From “Exile” to “Diaspora”: The Shift in Self-Identification among Refugee Latvians, 1944–2023

Author:

Plakans Andrejs

Abstract

The 175,000- Latvians who fled their northeastern European homeland in the final year of World War II (1944–45) eventually resettled in some four continents and twenty different host societies. Their tasks were many, ranging from “freeing” Latvia among the politically minded to building a new life in their host societies. For some ten years after the war, their official status remained uncertain, as did the terms they used to describe themselves. Eventually, the agreed upon frame of reference became trimda (Eng. exile). It was the rare social, cultural, and polit-ical activity that was not discussed within the exile framework, and an impressive cultural superstructure was built upon it from the 1950s to the 1980s.

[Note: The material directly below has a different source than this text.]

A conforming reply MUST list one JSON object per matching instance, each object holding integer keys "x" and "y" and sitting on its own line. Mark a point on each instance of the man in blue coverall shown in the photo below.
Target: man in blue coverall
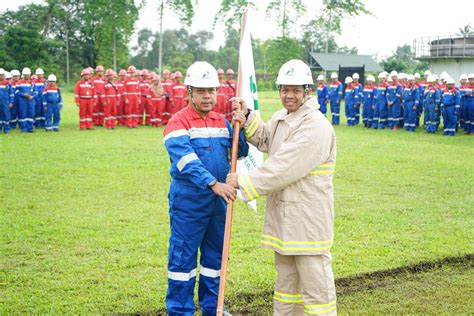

This framework, however, became anachronistic after 1991 and the collapse of the USSR. Western Latvians could no longer claim to be in exile, but relatively few of them showed a willingness to return to the old homeland. Two decades of discussion about identity eventually led the new Latvian government and social-science researchers in Latvia to propose the term diaspora for all Latvians living outside the country’s borders. This term has been generally accepted, even by the still living World War II refugees and their descendants, who now refer to themselves as the vecā trimda (Eng. old exile) component of the diaspora.